L’une des premières victimes fut, sans doute, Anthoine Comba, dict piro, l’un des consuls pour 1629, " mais bien tôt décédé du mal contagieux ". La tutelle de ses enfants fut confiée à son collègue Jehan Féraud l’aîné ; mais deux filles au moins suivirent leur père dans la tombe : Augustine, avant Noël 1628, et Christine, vers la fin janvier 1629. Au printemps, Claude Carrière est atteint en pleines fenaisons ; il meurt sans avoir pu " recueillir et mettre au point l’herbe maresche ou foing " du pré sis à Charmanon, qu’il louait à noble François Laurencin, chanoine des églises Saint-Just et Saint-Paul. Celui-ci, un an plus tard, compensera un peu cette perte en diminuant 15 livres sur le louage du pré à sa veuve, déjà remariée à Anthoine Font.

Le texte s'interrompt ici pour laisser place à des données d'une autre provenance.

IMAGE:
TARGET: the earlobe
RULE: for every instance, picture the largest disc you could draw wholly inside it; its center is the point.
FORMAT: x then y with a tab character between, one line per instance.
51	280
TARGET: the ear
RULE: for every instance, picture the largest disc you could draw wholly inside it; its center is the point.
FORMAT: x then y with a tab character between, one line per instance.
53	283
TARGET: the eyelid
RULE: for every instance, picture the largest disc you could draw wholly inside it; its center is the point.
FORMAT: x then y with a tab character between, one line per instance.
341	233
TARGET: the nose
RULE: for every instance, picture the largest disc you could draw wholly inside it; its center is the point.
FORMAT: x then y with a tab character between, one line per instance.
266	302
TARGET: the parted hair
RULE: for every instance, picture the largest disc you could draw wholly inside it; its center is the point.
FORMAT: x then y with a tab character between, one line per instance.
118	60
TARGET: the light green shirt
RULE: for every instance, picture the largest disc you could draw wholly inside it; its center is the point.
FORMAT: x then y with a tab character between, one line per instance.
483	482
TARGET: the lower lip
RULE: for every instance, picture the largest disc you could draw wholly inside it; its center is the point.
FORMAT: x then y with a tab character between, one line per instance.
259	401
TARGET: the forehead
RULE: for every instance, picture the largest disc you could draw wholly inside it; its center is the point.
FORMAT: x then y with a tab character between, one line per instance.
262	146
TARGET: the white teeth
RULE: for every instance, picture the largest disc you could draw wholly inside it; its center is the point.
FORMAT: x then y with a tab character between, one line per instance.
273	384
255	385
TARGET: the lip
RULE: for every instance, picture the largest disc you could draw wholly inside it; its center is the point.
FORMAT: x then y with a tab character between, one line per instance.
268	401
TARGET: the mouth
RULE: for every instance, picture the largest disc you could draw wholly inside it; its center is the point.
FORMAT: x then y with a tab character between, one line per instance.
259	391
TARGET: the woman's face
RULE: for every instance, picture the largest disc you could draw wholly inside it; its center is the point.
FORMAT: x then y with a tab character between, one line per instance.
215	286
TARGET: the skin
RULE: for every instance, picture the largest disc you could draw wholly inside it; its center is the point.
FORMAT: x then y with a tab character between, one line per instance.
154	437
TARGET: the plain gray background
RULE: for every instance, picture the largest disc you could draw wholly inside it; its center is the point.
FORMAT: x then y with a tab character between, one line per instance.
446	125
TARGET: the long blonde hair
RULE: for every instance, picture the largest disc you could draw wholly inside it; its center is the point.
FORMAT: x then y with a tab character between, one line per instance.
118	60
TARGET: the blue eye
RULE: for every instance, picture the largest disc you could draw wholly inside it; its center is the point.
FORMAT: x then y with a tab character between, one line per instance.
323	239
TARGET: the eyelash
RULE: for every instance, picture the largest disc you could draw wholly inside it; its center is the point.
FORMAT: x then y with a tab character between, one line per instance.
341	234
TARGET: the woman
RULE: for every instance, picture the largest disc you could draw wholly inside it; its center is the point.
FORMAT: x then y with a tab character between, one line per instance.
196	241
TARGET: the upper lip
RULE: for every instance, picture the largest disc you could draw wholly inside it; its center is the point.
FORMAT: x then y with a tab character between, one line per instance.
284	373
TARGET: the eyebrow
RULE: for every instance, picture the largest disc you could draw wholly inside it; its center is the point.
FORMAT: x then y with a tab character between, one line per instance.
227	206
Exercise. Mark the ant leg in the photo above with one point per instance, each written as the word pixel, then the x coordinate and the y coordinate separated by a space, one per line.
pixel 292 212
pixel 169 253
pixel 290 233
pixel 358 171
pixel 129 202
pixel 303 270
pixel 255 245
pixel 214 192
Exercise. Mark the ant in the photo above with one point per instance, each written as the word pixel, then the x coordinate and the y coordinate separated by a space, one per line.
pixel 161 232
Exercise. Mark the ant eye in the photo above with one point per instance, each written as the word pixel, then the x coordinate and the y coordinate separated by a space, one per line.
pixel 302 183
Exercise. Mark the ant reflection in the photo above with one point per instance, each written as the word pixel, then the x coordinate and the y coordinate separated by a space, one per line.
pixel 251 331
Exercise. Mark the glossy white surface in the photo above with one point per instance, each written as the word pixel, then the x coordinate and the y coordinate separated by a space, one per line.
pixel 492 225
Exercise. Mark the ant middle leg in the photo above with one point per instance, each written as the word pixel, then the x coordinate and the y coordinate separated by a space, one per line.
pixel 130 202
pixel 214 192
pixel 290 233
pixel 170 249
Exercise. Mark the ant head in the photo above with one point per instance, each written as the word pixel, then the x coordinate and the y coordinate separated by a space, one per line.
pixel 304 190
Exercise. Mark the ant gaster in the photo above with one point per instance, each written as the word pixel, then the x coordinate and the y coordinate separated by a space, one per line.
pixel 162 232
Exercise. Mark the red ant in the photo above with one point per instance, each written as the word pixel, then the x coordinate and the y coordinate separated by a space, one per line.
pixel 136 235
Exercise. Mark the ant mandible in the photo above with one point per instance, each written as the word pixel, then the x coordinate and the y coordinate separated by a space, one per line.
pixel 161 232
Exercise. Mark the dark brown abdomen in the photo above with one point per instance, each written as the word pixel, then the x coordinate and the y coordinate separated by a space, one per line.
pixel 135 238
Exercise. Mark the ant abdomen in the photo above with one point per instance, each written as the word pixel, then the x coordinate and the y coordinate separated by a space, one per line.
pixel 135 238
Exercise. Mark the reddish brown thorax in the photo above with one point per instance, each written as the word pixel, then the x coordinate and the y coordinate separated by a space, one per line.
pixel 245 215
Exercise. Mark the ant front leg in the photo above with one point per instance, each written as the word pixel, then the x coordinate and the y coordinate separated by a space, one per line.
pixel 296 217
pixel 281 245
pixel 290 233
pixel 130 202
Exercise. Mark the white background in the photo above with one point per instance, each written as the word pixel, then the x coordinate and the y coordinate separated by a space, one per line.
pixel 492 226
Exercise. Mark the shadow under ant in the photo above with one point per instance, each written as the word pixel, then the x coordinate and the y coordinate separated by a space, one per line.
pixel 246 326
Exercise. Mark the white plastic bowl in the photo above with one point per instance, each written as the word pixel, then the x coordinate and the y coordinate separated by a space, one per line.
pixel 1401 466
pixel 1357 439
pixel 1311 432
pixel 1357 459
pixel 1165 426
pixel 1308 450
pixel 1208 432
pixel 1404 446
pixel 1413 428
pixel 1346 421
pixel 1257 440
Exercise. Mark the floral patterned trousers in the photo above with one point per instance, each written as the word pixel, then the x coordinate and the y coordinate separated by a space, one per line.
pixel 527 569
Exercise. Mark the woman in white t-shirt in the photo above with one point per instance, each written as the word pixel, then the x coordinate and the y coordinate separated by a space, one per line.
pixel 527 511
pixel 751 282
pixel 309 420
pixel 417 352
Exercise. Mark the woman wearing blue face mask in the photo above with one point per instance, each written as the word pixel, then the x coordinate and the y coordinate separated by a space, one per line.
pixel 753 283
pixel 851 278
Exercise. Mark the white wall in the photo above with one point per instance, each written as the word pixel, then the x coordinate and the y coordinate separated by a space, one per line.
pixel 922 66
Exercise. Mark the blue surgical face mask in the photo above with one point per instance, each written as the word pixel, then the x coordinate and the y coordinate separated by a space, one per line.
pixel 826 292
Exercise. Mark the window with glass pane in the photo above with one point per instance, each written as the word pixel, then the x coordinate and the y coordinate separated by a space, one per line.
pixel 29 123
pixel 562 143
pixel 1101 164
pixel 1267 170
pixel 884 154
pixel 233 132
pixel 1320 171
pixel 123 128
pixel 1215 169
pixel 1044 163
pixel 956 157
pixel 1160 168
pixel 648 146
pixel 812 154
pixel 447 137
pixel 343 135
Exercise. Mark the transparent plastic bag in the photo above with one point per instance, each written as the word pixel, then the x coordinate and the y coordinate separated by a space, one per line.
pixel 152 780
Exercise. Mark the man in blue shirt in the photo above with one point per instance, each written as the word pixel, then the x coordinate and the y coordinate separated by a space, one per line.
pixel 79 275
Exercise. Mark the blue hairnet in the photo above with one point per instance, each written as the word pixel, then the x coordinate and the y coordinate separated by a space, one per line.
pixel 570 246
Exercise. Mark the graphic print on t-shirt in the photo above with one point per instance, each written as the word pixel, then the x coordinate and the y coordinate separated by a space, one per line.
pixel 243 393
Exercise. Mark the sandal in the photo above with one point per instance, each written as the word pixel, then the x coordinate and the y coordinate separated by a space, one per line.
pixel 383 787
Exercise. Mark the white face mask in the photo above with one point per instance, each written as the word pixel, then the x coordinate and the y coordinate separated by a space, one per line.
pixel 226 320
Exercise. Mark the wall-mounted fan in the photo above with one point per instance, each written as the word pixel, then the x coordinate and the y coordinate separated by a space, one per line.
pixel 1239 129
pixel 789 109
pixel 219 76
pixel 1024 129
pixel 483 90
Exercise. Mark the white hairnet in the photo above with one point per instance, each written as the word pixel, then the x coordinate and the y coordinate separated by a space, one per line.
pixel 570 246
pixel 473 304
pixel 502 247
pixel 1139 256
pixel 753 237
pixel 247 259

Mais rapidement la contagion s’étend, et plusieurs familles sont très durement éprouvées : Claude Ponsset meurt avec sa femme et trois enfants ; de même, le notaire Anthoine Régnier, sa femme Marguerite Gobier, et leur fils Anthoine. Pierre Poyte voit mourir son père, sa femme et ses enfants. Anthoine Comba, dict catra, succombe ainsi que son fils Guillaume et trois autres de sa maison. Citons encore Pierre Chamby, François Pyot et Marguerite Fayetton, femme de Jacques Boyvert. Au total, vingt-cinq victimes connues, mais combien d’autres à jamais ignorées !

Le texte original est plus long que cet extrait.